Selon les auteurs de l'étude, il est essentiel de comprendre les causes de l'augmentation du taux de mortalité. Pour autant, les chercheurs manquent de données exploitables, notamment parce que les certificats de décès n'en mentionnent pas la cause. Plusieurs pistes sont alors évoquées et jugées plus que plausibles.

  • En premier lieu, il s'agirait de l'état de santé du bébé, avec les malformations congénitales, le poids à la naissance, ou même la prématurité qui pourraient être des facteurs liés à ces décès précoces.
  • Par ailleurs, l'état de santé (obésité, tabagisme, âge lors de la grossesse) de la maman est lui aussi appréhendé, tout comme son origine sociale.

Ces facteurs de risques sont en effet plus importants chez les femmes les plus précaires, notamment immigrées. "Les personnes immigrées peuvent avoir un accès aux soins plus difficile ainsi qu'un suivi de grossesse voire un état de santé globalement dégradés. Le département métropolitain qui connaît la plus forte mortalité infantile est aussi celui dont la population immigrée est la plus forte : la Seine-Saint-Denis", avait ainsi expliqué Magali Barbieri de l'Institut national d'études démographiques (Ined) à Libération en 2021. "Il est primordial de pouvoir explorer en détail les causes de cette augmentation en disposant par exemple d'informations systématiques sur les circonstances médicales et sociales précises de ces décès et en faisant de cette population, qui est la plus vulnérable, une réelle priorité de recherche et de santé publique, ce qui n'est pas le cas actuellement", conclut Martin Chalumeau.

Gynécologie, obstétrique, un secteur délaissé ?

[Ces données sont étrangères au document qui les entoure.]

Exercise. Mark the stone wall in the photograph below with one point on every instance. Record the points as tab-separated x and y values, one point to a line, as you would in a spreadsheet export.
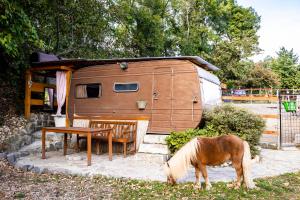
19	137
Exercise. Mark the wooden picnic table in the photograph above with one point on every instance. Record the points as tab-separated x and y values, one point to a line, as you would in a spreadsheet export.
89	132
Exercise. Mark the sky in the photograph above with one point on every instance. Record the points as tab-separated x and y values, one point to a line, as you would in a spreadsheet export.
280	25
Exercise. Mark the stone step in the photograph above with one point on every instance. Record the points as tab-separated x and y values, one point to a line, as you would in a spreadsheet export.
155	139
50	136
157	158
154	149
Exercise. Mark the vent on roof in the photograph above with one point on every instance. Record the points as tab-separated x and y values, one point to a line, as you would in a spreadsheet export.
43	57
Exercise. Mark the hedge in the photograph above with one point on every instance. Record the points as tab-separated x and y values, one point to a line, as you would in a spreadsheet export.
222	120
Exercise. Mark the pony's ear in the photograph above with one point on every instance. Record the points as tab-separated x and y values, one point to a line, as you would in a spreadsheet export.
167	169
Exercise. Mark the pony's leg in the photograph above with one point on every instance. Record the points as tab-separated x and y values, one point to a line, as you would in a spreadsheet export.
239	173
197	174
204	174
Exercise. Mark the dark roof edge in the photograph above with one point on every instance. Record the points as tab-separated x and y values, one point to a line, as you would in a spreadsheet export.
78	63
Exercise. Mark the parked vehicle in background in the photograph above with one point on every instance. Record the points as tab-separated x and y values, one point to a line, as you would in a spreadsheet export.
239	92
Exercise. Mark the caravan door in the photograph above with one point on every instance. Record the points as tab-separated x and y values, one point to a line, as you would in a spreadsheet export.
162	92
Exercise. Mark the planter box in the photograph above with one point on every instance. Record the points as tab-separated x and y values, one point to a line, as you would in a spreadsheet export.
60	120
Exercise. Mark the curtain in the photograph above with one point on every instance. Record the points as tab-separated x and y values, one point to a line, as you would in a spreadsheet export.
81	91
50	94
61	80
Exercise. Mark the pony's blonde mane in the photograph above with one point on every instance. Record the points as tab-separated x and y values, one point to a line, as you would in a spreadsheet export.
181	161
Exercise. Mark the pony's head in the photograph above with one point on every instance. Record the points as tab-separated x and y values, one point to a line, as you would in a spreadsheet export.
177	166
170	179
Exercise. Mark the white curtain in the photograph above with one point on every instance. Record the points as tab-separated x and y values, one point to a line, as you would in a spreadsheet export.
81	91
61	80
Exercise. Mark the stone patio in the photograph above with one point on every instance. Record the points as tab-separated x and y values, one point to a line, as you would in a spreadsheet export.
273	162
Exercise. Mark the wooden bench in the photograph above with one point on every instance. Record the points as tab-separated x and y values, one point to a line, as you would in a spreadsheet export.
123	132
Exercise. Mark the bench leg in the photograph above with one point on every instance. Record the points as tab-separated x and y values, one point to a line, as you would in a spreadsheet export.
97	146
77	144
65	143
124	149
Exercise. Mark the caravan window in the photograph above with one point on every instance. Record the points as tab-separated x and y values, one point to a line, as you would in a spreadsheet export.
126	87
93	90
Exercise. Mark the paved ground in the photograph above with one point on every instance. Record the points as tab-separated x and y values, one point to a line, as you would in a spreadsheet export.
274	162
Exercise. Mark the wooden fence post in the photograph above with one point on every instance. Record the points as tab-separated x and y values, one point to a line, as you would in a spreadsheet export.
27	94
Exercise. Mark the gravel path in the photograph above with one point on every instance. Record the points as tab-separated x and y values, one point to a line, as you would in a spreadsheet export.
273	162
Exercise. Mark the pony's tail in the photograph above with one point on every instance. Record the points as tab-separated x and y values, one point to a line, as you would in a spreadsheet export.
247	164
182	159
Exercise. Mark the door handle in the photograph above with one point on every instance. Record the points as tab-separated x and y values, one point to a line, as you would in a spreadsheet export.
155	95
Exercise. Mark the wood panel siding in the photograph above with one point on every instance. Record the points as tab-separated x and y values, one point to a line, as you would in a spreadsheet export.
176	81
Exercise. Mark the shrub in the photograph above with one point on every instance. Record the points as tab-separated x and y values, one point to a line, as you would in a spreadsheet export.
223	120
177	139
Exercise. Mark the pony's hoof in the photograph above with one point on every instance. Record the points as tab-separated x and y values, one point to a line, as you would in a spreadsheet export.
236	187
197	186
208	186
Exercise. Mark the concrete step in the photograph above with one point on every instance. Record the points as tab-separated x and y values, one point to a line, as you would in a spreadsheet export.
157	158
50	136
155	139
154	149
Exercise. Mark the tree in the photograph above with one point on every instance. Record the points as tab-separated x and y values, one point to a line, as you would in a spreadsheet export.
221	32
17	34
262	77
143	28
286	67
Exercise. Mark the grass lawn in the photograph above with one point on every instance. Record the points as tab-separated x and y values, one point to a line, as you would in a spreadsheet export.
17	184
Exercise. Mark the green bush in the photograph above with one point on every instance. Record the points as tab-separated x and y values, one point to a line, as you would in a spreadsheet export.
223	120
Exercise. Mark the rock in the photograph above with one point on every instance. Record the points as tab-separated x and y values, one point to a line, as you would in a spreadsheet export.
30	167
27	139
24	153
23	132
11	158
33	117
52	147
25	167
3	155
30	127
58	145
74	157
37	170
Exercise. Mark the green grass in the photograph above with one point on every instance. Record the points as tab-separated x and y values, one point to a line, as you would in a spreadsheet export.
282	187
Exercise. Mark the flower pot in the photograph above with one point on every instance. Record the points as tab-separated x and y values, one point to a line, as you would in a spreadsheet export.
60	120
141	104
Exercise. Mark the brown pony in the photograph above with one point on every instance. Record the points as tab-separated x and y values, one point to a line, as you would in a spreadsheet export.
202	151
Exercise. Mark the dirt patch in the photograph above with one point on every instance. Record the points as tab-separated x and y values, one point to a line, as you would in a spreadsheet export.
16	183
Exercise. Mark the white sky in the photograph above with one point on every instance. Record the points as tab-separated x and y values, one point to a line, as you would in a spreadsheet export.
280	25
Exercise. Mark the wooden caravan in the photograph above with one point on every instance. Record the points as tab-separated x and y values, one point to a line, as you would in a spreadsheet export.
170	92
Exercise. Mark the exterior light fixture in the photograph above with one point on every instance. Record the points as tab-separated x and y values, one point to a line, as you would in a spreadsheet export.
123	65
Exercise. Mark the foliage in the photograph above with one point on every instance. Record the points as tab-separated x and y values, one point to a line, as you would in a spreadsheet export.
223	120
262	77
17	34
227	119
286	67
177	139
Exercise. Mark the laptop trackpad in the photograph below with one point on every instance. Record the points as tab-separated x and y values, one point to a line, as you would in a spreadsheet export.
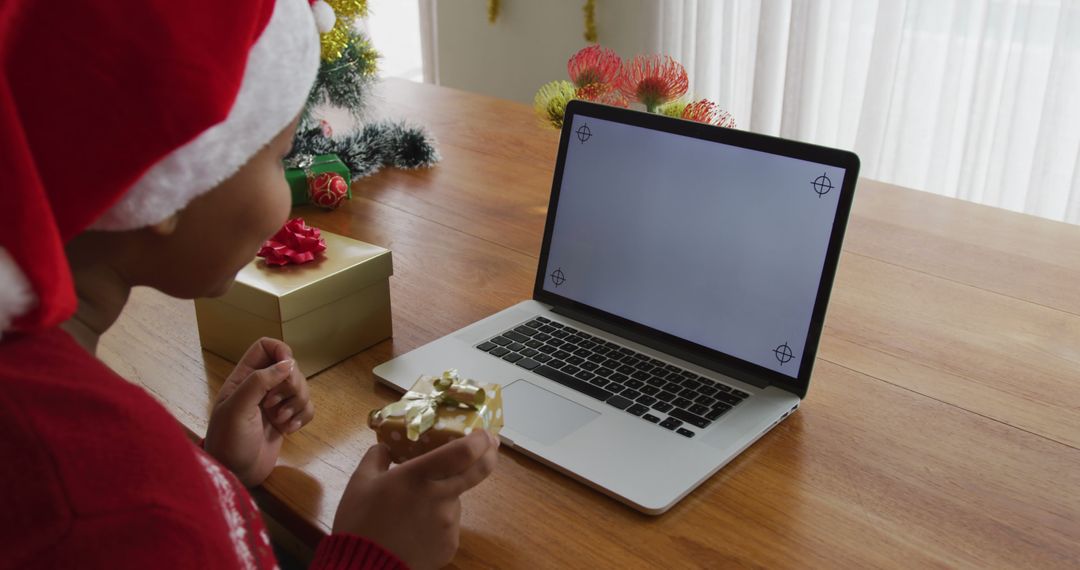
540	415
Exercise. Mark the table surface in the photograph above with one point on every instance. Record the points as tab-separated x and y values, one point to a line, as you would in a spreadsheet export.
942	426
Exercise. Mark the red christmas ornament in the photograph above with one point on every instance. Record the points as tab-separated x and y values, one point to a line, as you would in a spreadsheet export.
327	190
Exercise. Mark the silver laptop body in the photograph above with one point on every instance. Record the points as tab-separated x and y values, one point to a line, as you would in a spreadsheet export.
679	298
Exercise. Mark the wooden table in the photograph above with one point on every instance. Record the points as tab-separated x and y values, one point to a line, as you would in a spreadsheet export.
942	426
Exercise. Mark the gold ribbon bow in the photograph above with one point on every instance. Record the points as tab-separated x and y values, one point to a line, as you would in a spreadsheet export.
418	408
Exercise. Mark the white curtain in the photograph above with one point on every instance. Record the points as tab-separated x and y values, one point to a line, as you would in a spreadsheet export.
977	99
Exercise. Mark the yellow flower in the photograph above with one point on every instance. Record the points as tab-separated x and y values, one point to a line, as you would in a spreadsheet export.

Le nombre de maternités n'a eu de cesse de baisser en France, avec 221 fermetures entre 2000 et 2017. Pour autant, ce ne sont pas les fermetures d'établissements qui inquiètent le professeur Jean-Christophe Rozé, mais plutôt le manque de personnel qualifié dans les unités fonctionnelles :" il y a un lien très fort entre le nombre de patients soignés et la qualité des soins. Les unités de soins intensifs spécialisées dans la grande prématurité, plus ils font, mieux ils le font". De fait, mieux vaut prioriser la qualité des soins, avec plus de soignants, plutôt que son accès. De même, l'accompagnement des parents est à revaloriser d'urgence, avec un manque sévère de services de protection maternelle et infantile (PMI). Un réseau de proximité qui s'avère nécessaire dans le suivi médical des nourrissons.